# Spanokopotatoes



## Cerise (Jun 11, 2012)

Based on the Greek dish, spanokopita.

*Spanokopotatoes*

4 large baking potatoes
1 small onion -- minced
1/2 box frozen spinach -- chopped
1 c feta cheese crumbled
salt and pepper to taste
Sour Cream
Garnish - sliced olives

Bake potatoes. Allow to cool & cut in half. 

Scoop out the inside of the potatoes & place in a mixing bowl.  Set shells aside.

Add remaining ingredients to potatoes in bowl. Mix to combine. 

Place filling back in potato shells. Bake potatoes @ 350 for 15-20 minutes, or until top of filling is lightly browned and heated through. 

Top with sour cream and garnish with sliced olives.

View attachment 13883


----------



## Dawgluver (Jun 11, 2012)

This looks yummy, Cerise!  Thanks!


----------



## Aunt Bea (Jun 11, 2012)

Very nice!   

This could be a great cocktail item if it was done with small red skin potatoes!


----------



## simonbaker (Jun 11, 2012)

Great idea. I will definitely try them.


----------



## lyndalou (Jun 12, 2012)

Looks great! I'm going to try this.


----------



## CWS4322 (Jun 14, 2012)

I'm thinking Swiss Chard...there are an abundance of Swiss Chard plants in the garden--the "girls" got in and scattered the seeds, we replanted, and now have an abundance of chard...the potato plants are blooming...should have potatoes before too long...


----------



## Addie (Jun 14, 2012)

I love the idea of the spinach. One of my favorite veggies. Great recipe.


----------



## Cerise (Jun 14, 2012)

Thanks guys for your interest/replies.

Re the onion, use 1/4 - 1/2 small onion - depends on your taste.

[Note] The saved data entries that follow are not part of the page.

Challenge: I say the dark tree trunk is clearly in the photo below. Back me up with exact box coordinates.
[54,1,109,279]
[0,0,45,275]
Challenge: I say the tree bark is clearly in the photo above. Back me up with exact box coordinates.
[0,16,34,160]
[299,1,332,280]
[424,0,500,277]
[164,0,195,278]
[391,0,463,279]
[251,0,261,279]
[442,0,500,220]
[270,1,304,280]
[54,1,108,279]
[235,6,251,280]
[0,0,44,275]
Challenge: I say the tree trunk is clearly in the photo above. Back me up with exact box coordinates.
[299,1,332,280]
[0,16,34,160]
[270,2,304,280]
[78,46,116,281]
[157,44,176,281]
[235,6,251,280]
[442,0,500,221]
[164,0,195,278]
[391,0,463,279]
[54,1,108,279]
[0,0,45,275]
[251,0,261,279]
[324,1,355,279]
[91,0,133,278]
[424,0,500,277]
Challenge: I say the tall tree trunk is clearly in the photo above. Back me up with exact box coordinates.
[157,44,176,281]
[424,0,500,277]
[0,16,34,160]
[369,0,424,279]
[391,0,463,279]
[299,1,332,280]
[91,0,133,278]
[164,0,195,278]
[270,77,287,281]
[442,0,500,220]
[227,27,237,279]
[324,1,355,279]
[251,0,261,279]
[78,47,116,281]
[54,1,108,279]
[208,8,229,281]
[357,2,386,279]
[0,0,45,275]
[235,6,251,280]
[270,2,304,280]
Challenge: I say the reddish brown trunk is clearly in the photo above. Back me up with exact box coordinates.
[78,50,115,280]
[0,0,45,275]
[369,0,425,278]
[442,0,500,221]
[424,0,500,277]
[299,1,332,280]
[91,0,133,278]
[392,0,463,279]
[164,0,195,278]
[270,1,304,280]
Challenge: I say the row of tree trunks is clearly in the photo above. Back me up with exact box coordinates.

I'm a big fan of spinach, but feel free to change the recipe out (use amounts and ingredients of choice), & make it your own. Add cooked crumbled bacon, if you like.  If it inspires you, or gets your cooking mojo working, that's what matters.   As long as you don't call it twice baked (retro) taters.   Have fun with it.


----------



## Cerise (Jun 14, 2012)

Aunt Bea said:


> Very nice!
> 
> This could be a great cocktail item if it was done with small red skin potatoes!


 
Thank you, Aunt Bea.  Used to make artichoke-stuffed red potato appetizers topped with caviar & sour cream.  Will do the spinach next time.


----------



## GotGarlic (Jun 14, 2012)

I love this variation on twice-baked taters (which are one of my all-time faves!)!!  Retro is in now!


----------



## kadesma (Jun 14, 2012)

Cerise said:


> Thanks guys for your interest/replies.
> 
> Re the onion, use 1/4 - 1/2 small onion - depends on your taste.
> 
> I'm a big fan of spinach, but feel free to change the recipe out (use amounts and ingredients of choice), & make it your own. Add cooked crumbled bacon, if you like.  If it inspires you, or gets your cooking mojo working, that's what matters.   As long as you don't call it twice baked (retro) taters.   Have fun with it.


This is  a great Idea for an appy..I'd use the big potatoes then cut into bite sized pieces and put on a pretty platter Yummers thanks for sharing with us.
kades


----------